144.

Der Latzmann 1 geht am Johannistag herum. Am Vormittag läßt man den Latzmann im Dorf sehen. Dieser Latzmann ist ein Knabe, der unsichtbar in einem zehn bis zwölf Fuß hohen, bald pyramidenförmigen, bald kegelförmigen, aus Stangen und Latten zusammengenagelten Gestell, welches vollständig mit Tannenreisern verkleidet ist, herumgeht; er hat bei der ganzen Procedur nichts zu sprechen und ist blos die bewegende Kraft des Latzmanngebildes. Er hat eine Glocke bei sich drinn und schellt während er geht. Der Latzmann wird am Nachmittag unter einer großen Begleitung durch das Dorf getragen. Den Zug eröffnet der Läufer, welcher mit einer Geisel dreimal vor jedem Hause knallt. Nach diesem kommt im Zuge der Oberst, dann der Trabant, der Hanswurstel, der Metzgerbursch, der Schmalzhaf, der Mehlsack, der Eierkrätt, der Engel, der Teufel, die Hexe, das Bäuerlein, das Büntelein, und zulezt der Doktor.
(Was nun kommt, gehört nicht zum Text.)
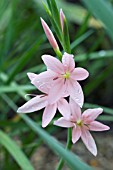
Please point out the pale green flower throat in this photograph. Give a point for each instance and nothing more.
(67, 75)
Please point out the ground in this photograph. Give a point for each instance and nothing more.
(44, 159)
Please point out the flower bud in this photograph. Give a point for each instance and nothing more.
(62, 17)
(50, 35)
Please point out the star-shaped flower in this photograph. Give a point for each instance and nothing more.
(63, 77)
(41, 101)
(82, 124)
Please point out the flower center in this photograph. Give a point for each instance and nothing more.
(66, 75)
(79, 122)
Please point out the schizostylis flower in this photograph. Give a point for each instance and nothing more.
(82, 124)
(40, 101)
(63, 77)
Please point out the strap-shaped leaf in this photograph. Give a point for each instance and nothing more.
(15, 151)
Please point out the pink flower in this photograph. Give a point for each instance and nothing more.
(41, 101)
(50, 35)
(82, 124)
(63, 77)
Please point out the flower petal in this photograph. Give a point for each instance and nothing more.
(64, 109)
(76, 92)
(62, 122)
(90, 115)
(89, 141)
(44, 80)
(75, 110)
(33, 105)
(79, 74)
(68, 62)
(53, 64)
(76, 133)
(48, 114)
(56, 91)
(97, 126)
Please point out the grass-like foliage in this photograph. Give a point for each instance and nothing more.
(22, 42)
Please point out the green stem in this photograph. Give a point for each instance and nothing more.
(68, 147)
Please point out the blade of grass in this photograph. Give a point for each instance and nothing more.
(106, 109)
(15, 151)
(72, 160)
(24, 59)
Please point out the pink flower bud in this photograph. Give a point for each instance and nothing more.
(62, 17)
(49, 35)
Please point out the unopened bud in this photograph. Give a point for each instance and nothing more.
(62, 17)
(50, 35)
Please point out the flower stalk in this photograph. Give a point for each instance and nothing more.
(68, 147)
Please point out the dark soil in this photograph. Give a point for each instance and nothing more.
(44, 159)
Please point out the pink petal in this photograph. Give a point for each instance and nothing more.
(48, 114)
(89, 141)
(76, 133)
(62, 122)
(97, 126)
(57, 91)
(68, 62)
(35, 104)
(91, 114)
(32, 76)
(64, 109)
(44, 80)
(76, 92)
(75, 110)
(79, 74)
(53, 64)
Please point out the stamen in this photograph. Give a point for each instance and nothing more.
(66, 75)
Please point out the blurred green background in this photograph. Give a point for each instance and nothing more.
(22, 42)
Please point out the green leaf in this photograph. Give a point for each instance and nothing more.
(95, 55)
(24, 59)
(15, 151)
(15, 88)
(72, 160)
(106, 109)
(79, 40)
(103, 11)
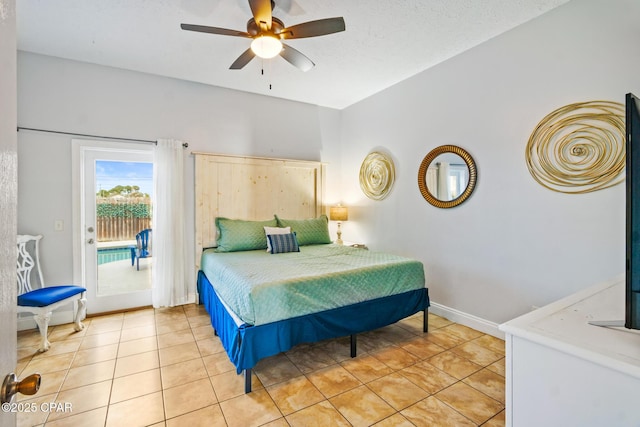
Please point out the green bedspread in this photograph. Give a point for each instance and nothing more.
(262, 288)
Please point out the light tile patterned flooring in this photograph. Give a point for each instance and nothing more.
(166, 368)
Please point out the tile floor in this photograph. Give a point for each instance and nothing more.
(166, 368)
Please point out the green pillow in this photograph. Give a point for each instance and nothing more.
(241, 235)
(308, 231)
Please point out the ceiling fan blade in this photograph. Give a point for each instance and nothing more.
(214, 30)
(296, 58)
(243, 60)
(320, 27)
(261, 10)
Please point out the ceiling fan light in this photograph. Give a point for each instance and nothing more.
(266, 46)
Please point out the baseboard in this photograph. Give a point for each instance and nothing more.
(466, 319)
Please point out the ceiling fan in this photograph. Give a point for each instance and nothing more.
(267, 33)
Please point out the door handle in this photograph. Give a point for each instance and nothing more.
(11, 386)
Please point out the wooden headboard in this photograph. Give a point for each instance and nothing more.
(253, 188)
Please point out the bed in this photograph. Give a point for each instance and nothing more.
(266, 293)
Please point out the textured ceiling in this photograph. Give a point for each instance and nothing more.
(386, 41)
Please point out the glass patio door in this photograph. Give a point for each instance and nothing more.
(116, 193)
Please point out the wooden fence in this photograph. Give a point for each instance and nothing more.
(121, 219)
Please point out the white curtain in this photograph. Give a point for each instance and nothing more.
(444, 190)
(169, 273)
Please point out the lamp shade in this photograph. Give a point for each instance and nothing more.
(338, 213)
(266, 46)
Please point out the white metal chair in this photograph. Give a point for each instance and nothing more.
(42, 301)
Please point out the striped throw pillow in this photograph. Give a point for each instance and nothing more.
(281, 243)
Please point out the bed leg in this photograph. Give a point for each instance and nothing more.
(354, 342)
(425, 321)
(247, 380)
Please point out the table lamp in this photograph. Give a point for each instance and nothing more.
(339, 213)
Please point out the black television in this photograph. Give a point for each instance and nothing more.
(632, 273)
(632, 266)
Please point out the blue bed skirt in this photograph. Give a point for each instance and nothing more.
(247, 344)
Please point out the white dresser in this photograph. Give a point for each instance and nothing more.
(562, 371)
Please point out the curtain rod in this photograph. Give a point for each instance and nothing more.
(148, 141)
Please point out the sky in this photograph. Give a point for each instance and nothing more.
(112, 173)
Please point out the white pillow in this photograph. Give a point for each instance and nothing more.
(275, 230)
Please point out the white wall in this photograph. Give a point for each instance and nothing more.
(8, 193)
(513, 244)
(70, 96)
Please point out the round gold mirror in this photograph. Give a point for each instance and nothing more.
(447, 176)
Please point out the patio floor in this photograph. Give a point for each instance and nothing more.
(120, 277)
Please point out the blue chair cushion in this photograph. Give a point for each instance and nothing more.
(49, 295)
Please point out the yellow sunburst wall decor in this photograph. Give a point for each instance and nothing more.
(579, 148)
(377, 175)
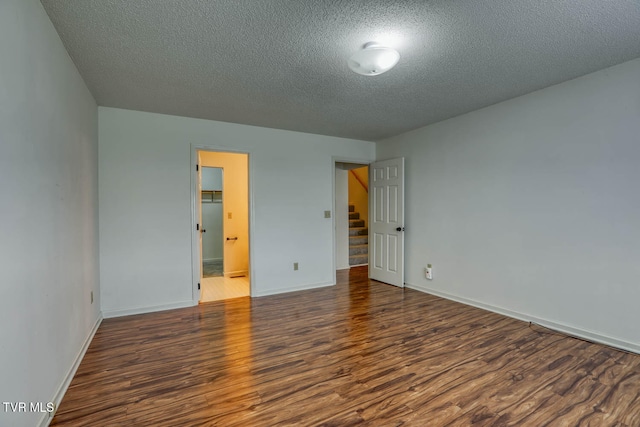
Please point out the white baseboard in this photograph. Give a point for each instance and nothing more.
(149, 309)
(238, 273)
(292, 289)
(559, 327)
(62, 389)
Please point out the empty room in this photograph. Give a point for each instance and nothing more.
(260, 213)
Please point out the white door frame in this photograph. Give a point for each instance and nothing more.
(334, 160)
(195, 234)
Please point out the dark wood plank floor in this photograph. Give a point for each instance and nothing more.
(358, 353)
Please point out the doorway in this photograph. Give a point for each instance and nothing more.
(212, 225)
(222, 224)
(352, 215)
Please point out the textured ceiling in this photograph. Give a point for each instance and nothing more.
(283, 63)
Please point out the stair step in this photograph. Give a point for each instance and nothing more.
(356, 223)
(359, 240)
(358, 259)
(358, 231)
(359, 249)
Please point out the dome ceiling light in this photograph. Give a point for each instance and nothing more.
(373, 59)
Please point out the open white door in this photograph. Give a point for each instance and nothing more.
(386, 221)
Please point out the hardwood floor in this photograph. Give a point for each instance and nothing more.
(359, 353)
(220, 288)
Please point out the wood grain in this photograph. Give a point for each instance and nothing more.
(360, 352)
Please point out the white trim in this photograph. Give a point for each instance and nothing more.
(334, 160)
(195, 250)
(293, 289)
(147, 309)
(62, 389)
(559, 327)
(238, 273)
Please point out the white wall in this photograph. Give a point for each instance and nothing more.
(532, 205)
(212, 246)
(146, 259)
(235, 196)
(342, 217)
(48, 211)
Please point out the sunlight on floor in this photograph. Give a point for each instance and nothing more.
(219, 288)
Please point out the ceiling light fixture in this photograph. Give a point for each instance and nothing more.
(373, 59)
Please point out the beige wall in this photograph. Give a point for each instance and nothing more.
(358, 195)
(235, 201)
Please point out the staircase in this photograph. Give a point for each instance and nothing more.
(358, 239)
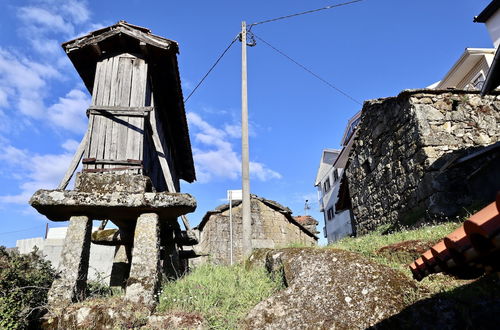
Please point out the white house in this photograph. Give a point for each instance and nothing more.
(338, 223)
(471, 69)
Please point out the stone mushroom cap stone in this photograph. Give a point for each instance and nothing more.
(60, 205)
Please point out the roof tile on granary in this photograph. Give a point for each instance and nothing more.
(475, 243)
(270, 203)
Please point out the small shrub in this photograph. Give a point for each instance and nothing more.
(223, 295)
(24, 284)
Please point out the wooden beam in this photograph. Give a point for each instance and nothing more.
(125, 113)
(74, 162)
(163, 162)
(130, 162)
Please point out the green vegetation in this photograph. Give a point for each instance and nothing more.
(24, 283)
(370, 245)
(398, 249)
(221, 294)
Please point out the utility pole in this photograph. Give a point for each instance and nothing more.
(245, 168)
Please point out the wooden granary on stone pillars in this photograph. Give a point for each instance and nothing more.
(134, 153)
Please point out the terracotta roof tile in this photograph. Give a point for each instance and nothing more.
(475, 243)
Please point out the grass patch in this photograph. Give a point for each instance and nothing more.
(374, 244)
(223, 295)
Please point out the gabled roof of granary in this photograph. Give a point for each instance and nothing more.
(160, 53)
(270, 203)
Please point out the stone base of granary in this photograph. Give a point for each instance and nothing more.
(145, 272)
(146, 247)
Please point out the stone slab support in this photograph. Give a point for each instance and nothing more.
(145, 269)
(121, 266)
(71, 284)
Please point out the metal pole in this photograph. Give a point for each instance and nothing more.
(245, 169)
(231, 227)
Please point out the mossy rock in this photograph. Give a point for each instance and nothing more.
(329, 288)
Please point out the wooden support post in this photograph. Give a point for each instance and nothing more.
(165, 168)
(71, 284)
(75, 161)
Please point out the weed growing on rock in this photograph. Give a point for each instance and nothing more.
(223, 295)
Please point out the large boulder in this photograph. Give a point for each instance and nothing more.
(329, 288)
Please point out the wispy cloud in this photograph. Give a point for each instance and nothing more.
(34, 171)
(69, 112)
(214, 155)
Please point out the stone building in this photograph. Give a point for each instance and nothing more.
(424, 153)
(273, 226)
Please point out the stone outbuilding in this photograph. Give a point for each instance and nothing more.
(424, 154)
(273, 226)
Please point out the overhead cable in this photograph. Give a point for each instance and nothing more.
(309, 71)
(303, 13)
(211, 68)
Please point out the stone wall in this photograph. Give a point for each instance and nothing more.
(270, 229)
(402, 166)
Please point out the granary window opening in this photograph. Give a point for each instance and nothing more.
(477, 82)
(336, 175)
(326, 185)
(329, 213)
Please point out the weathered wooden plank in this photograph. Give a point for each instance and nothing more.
(159, 152)
(103, 99)
(117, 113)
(112, 62)
(113, 169)
(75, 161)
(96, 123)
(131, 162)
(117, 108)
(137, 99)
(125, 72)
(115, 81)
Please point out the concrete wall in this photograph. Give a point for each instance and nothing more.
(397, 169)
(101, 257)
(270, 229)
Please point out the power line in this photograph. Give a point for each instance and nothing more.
(211, 68)
(18, 231)
(309, 71)
(305, 12)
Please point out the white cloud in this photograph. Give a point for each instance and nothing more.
(70, 145)
(69, 112)
(35, 171)
(23, 83)
(262, 172)
(41, 20)
(214, 155)
(77, 10)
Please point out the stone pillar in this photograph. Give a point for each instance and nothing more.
(121, 266)
(73, 268)
(145, 269)
(121, 262)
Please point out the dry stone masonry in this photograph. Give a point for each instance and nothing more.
(272, 227)
(423, 154)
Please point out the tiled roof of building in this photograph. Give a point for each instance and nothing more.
(306, 220)
(475, 243)
(270, 203)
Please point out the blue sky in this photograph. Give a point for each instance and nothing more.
(369, 49)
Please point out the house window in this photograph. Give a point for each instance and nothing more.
(329, 213)
(326, 185)
(335, 175)
(477, 82)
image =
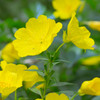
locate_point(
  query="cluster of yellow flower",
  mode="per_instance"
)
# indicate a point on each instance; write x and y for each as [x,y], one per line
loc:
[37,37]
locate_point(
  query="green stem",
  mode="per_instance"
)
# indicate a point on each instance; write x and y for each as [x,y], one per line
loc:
[48,72]
[16,95]
[58,48]
[74,96]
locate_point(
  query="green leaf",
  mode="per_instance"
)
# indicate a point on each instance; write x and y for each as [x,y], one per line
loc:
[35,90]
[62,84]
[38,71]
[68,93]
[96,98]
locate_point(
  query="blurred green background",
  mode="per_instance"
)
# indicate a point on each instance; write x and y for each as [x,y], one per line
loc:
[15,13]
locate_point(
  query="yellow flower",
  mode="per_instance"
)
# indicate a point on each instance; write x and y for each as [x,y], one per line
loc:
[9,53]
[91,60]
[79,36]
[55,96]
[65,8]
[82,6]
[30,77]
[91,87]
[94,25]
[9,82]
[36,37]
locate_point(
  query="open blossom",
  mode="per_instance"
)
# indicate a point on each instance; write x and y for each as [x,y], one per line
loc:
[36,37]
[65,8]
[79,36]
[30,77]
[94,60]
[91,87]
[9,53]
[94,25]
[55,96]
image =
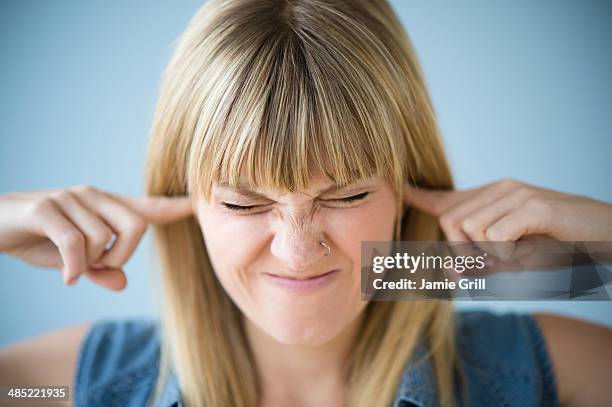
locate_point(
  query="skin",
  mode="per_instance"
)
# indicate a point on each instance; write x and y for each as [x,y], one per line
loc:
[298,343]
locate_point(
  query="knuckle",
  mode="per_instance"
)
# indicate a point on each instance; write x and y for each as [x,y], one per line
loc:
[72,239]
[101,236]
[469,225]
[538,205]
[62,195]
[41,206]
[83,189]
[448,220]
[509,183]
[137,225]
[523,194]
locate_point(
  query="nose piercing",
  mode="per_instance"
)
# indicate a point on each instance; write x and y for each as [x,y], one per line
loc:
[328,248]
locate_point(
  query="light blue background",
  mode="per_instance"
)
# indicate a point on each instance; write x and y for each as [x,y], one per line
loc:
[522,89]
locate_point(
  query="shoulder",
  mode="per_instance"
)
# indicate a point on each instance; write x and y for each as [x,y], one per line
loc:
[117,362]
[46,358]
[505,359]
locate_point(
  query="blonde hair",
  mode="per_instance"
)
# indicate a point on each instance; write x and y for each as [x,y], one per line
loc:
[267,88]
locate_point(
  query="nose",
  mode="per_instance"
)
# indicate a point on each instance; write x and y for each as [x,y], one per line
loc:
[297,243]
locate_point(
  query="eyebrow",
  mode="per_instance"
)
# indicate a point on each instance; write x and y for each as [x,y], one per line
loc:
[246,191]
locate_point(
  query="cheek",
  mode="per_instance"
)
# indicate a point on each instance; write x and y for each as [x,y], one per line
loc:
[231,241]
[372,221]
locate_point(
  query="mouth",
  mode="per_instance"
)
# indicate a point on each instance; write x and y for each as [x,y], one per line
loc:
[303,284]
[300,278]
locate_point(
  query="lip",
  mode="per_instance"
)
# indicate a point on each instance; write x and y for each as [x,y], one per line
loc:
[304,285]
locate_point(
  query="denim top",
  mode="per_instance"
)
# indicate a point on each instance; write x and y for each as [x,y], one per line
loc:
[503,356]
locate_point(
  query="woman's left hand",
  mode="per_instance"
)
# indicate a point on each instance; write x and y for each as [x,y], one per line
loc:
[508,210]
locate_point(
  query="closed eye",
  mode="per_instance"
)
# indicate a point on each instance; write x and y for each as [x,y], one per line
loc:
[246,208]
[352,198]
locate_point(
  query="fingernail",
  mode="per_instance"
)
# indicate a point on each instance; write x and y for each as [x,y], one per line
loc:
[73,280]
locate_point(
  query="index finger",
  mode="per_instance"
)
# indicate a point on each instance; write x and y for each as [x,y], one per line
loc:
[159,209]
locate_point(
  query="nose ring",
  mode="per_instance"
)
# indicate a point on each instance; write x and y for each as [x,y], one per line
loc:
[328,248]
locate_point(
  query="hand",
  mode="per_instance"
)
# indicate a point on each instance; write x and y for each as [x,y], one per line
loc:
[509,210]
[70,229]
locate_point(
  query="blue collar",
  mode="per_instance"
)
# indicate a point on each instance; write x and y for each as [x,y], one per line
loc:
[417,386]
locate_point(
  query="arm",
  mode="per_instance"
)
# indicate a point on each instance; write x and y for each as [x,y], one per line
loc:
[44,360]
[581,354]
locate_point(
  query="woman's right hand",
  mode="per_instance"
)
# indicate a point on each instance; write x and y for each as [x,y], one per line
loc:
[69,229]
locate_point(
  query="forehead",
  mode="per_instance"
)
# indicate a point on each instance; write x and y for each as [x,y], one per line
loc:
[317,186]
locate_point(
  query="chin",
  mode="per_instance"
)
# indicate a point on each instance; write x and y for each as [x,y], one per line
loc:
[301,333]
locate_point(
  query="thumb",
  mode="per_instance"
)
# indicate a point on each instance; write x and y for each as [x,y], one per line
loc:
[160,209]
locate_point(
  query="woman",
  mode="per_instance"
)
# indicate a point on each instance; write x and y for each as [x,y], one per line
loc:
[285,134]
Im Gänsemarsch geht es zum ersten besten Hause, da macht der Zug Halt und Jeder thut vor dem Hause der Reihenfolge nach seinen Spruch, indem er vor dem Hause hin und her geht, um alsdann auf die andere Seite des Zuges sich hinzustellen. Haben Alle gesprochen, so gehen die, welche etwas zu sammeln haben, in das Haus. So geht es von Haus zu Haus. Ist dieser Umzug fertig, so [114] wird aus dem Erbettelten in einem bestimmten Hause ein Schmaus zubereitet. Der Läufer ist hemdärmelig und trägt am rechten Arm ein rotes Band, in der Hand hält er eine Peitsche, welche ebenfalls an ihrer Spitze mit einem roten Band geziert ist. Er knallt vor jedem Hause dreimal. Der Oberst trägt einen preußischen Hut und an der Seite einen Säbel. Man wählt zu diesem Act den Größten unter dem Bubenhaufen. Der Engel trägt über die Hosen ein weißes Hemd, seine Haupt ziert eine Krone von Blumen. Er hält einen Stab in der Hand. Der Teufel ist angerußt, reitet auf einer Schürgabel, sonst hat er alte Kleider um sich hangen. Die Hexe reitet auf einem Besen und trägt eine alte Nudelhaube. Das Gesicht stellt ein mittelst gekautem Brod erzeugtes »Rufengesicht« dar und ringsum flattern wirr die Haare. Das Büntelein hat einen Ranzen auf dem Rücken, den es auf der lezten Miste von sich wirft und liegen läßt. Der Doktor trägt Hut, Brille und langen Rock.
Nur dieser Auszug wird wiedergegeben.